WIGAN police chiefs today insisted there had been no cuts to the number of police community support officers patrolling the borough’s streets.

Unison, which represents the majority of PCSOs, claims that more than one in six such jobs in the North West have been cut since the coalition came to power.

But the Chief Constable of Greater Manchester Police Sir Peter Fahy told the Wigan Evening Post that PCSOs play a “vital part” in neighbourhood policing. And he revealed that the force took on 53 recruits in January and a further 48 in April, following a further two intakes last year.

Sir Peter insisted: “GMP has maintained its budget for PCSOs with the support of the Police and Crime Commissioner.

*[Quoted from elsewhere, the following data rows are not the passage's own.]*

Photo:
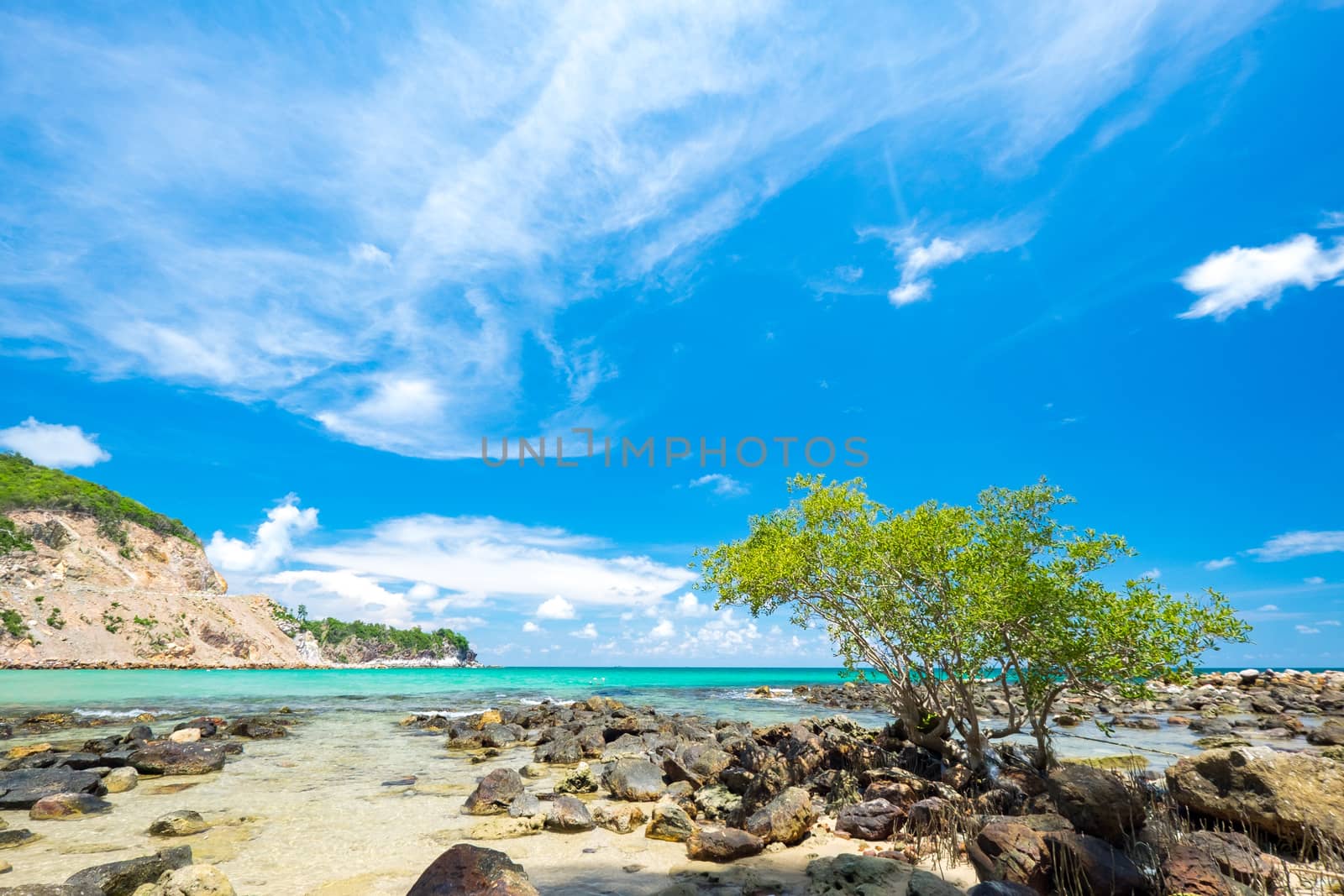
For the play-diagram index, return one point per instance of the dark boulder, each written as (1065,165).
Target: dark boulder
(474,871)
(168,758)
(1099,802)
(26,786)
(495,793)
(722,844)
(870,820)
(121,879)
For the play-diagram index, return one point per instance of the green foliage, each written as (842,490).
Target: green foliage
(333,633)
(13,624)
(940,598)
(24,485)
(11,537)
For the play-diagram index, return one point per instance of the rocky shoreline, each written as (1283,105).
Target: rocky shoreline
(851,809)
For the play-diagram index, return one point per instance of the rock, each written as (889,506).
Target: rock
(524,806)
(178,824)
(1331,734)
(121,879)
(1010,852)
(635,779)
(871,876)
(259,728)
(669,822)
(1222,741)
(474,871)
(26,786)
(1189,869)
(1099,802)
(1000,888)
(65,806)
(1236,856)
(1290,795)
(870,820)
(195,880)
(718,802)
(931,815)
(495,793)
(622,820)
(118,781)
(722,844)
(168,758)
(1090,864)
(499,828)
(784,820)
(580,781)
(569,815)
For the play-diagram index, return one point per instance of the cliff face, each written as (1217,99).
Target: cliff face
(93,597)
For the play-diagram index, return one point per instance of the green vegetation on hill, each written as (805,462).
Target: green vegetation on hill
(26,485)
(333,633)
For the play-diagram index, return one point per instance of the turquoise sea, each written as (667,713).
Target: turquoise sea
(716,692)
(709,691)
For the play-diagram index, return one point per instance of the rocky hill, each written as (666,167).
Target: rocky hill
(91,578)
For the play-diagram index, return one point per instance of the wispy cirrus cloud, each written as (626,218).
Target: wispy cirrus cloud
(1299,544)
(373,223)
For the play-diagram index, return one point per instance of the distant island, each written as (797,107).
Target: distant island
(91,578)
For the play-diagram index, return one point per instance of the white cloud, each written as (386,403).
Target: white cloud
(342,594)
(272,544)
(499,156)
(555,609)
(370,254)
(689,605)
(1231,280)
(1299,544)
(483,559)
(918,255)
(721,484)
(53,443)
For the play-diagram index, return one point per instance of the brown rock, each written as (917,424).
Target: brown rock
(474,871)
(722,844)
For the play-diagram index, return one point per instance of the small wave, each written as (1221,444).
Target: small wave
(111,714)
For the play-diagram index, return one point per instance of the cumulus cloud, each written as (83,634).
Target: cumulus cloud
(342,594)
(483,559)
(555,609)
(273,542)
(1299,544)
(53,443)
(1231,280)
(721,484)
(477,167)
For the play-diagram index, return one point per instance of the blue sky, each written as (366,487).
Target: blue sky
(279,271)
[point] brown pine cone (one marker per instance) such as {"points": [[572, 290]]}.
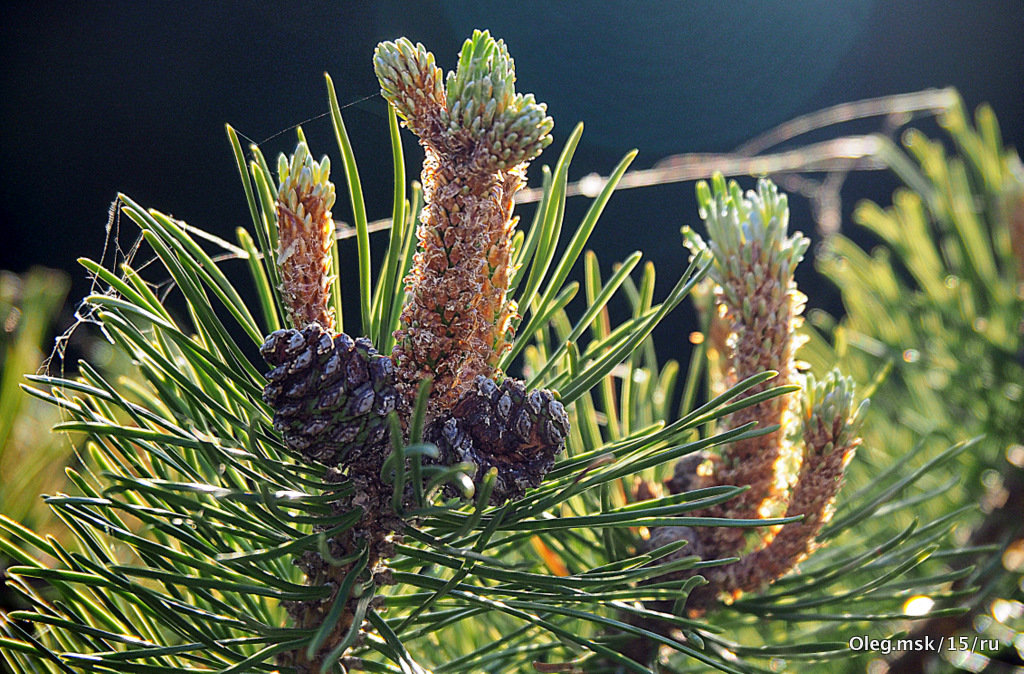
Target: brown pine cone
{"points": [[331, 395], [504, 426]]}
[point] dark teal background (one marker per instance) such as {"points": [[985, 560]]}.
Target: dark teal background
{"points": [[98, 97]]}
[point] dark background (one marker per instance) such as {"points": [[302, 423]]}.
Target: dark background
{"points": [[100, 97]]}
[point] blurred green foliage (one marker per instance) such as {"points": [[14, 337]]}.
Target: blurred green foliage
{"points": [[939, 304], [32, 457]]}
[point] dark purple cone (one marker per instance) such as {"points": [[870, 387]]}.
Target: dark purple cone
{"points": [[503, 426], [331, 395]]}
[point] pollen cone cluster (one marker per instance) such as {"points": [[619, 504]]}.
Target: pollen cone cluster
{"points": [[477, 134], [333, 396], [828, 420], [754, 261], [757, 310], [305, 234]]}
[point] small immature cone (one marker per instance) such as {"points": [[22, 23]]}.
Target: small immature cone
{"points": [[829, 420], [478, 135], [305, 234], [754, 261], [503, 427]]}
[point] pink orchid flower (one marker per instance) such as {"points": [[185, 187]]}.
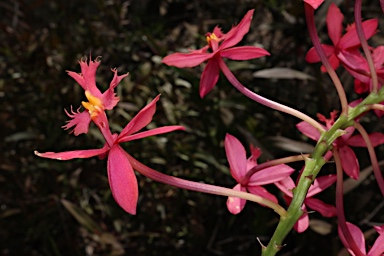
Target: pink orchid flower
{"points": [[87, 80], [348, 42], [358, 236], [320, 184], [349, 160], [219, 46], [240, 165], [122, 179]]}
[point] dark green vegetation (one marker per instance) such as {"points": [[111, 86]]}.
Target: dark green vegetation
{"points": [[65, 208]]}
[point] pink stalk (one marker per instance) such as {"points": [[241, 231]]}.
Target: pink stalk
{"points": [[372, 155], [309, 15], [364, 45], [266, 102], [340, 206], [284, 160], [200, 187]]}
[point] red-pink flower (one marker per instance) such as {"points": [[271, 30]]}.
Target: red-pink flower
{"points": [[348, 42], [320, 184], [122, 179], [240, 165], [348, 157], [104, 101], [220, 45], [358, 236]]}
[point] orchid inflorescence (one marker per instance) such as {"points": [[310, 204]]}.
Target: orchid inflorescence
{"points": [[334, 138]]}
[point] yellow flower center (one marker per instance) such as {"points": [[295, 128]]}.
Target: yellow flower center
{"points": [[94, 106]]}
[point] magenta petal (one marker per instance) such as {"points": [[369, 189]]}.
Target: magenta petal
{"points": [[236, 156], [350, 39], [142, 119], [308, 130], [270, 175], [243, 53], [68, 155], [152, 132], [234, 204], [349, 162], [324, 209], [237, 33], [262, 192], [320, 184], [334, 23], [80, 120], [314, 3], [122, 180], [209, 77], [186, 60], [376, 138], [378, 246]]}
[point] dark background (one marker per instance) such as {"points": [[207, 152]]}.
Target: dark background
{"points": [[49, 207]]}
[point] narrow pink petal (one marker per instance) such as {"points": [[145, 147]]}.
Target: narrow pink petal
{"points": [[377, 138], [149, 133], [324, 209], [320, 184], [313, 57], [334, 23], [270, 175], [186, 60], [122, 180], [378, 246], [357, 235], [349, 162], [308, 130], [236, 156], [234, 204], [142, 119], [236, 34], [68, 155], [260, 191], [209, 77], [109, 97], [314, 3], [243, 53], [80, 120], [350, 39]]}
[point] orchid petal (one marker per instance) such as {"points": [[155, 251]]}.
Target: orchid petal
{"points": [[350, 39], [236, 34], [334, 23], [376, 138], [186, 60], [80, 120], [152, 132], [243, 53], [262, 192], [270, 175], [324, 209], [142, 119], [349, 162], [234, 204], [209, 77], [68, 155], [236, 156], [122, 180], [320, 184], [308, 130]]}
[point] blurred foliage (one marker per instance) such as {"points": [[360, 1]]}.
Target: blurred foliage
{"points": [[66, 208]]}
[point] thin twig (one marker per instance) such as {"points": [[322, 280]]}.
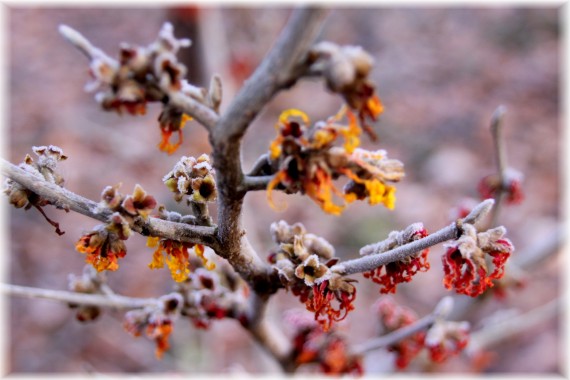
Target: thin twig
{"points": [[203, 114], [370, 262], [256, 183], [526, 259], [501, 159], [114, 300], [63, 198]]}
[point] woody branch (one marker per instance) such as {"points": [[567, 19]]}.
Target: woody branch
{"points": [[373, 261], [280, 68], [68, 200]]}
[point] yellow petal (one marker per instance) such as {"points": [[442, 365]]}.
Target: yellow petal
{"points": [[285, 115]]}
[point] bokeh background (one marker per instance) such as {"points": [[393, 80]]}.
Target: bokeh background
{"points": [[440, 72]]}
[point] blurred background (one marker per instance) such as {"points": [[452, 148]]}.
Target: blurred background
{"points": [[440, 72]]}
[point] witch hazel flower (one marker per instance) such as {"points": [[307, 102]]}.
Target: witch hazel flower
{"points": [[156, 322], [194, 178], [394, 317], [346, 70], [308, 162], [104, 245], [394, 273], [142, 75], [446, 338], [44, 169], [490, 186], [303, 262], [330, 350], [465, 263]]}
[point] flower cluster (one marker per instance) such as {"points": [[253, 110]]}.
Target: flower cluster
{"points": [[308, 162], [105, 245], [329, 349], [139, 73], [442, 340], [446, 338], [192, 177], [391, 274], [490, 186], [346, 70], [176, 255], [139, 203], [303, 261], [44, 169], [465, 261], [155, 321], [143, 74], [212, 295]]}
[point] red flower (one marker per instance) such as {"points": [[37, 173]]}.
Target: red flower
{"points": [[394, 273], [329, 349], [464, 263]]}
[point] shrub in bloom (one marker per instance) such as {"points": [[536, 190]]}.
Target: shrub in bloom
{"points": [[391, 274], [465, 261]]}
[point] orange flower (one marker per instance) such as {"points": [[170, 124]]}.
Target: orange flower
{"points": [[464, 263], [175, 254], [104, 246], [171, 121], [160, 331], [392, 274]]}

Any reduction in numbers is due to a number of temporary vacancies which have now been filled.”

Nationally, Unison fears cuts to PCSO numbers could lead to rise in crime. According the Unison report, 337 front line police community support officer (PCSO) jobs in the region have gone since 2011 – a 16 per cent reduction – despite Ministers’ public commitment to protect front line policing.

The report, Trouble in the Neighbourhood, claims that the number of PCSOs in Greater Manchester Police has been reduced over this period by six per cent.

And only five police forces out of the 39 in England have maintained or increased their number of PCSOs with

60 per cent of UNISON members working as PCSOs seeing cuts in staff or resources in their police force.

As well as a reduction in the number of PCSOs, cuts in supporting roles also impact on front line policing as PCSOs often find themselves covering for these roles and spending less time out in the community.

UNISON General Secretary Dave Prentis said: “Neighbourhood policing is dying on the beat.

“What took years to build up is being lost because of reckless Government cuts.

“PCSOs are under growing pressure and they tell us how they have to cover larger beats and more of them have to work alone, often leading them to feel vulnerable.

“They play a key role in intelligence gathering, tackling minor crimes and anti social behaviour.”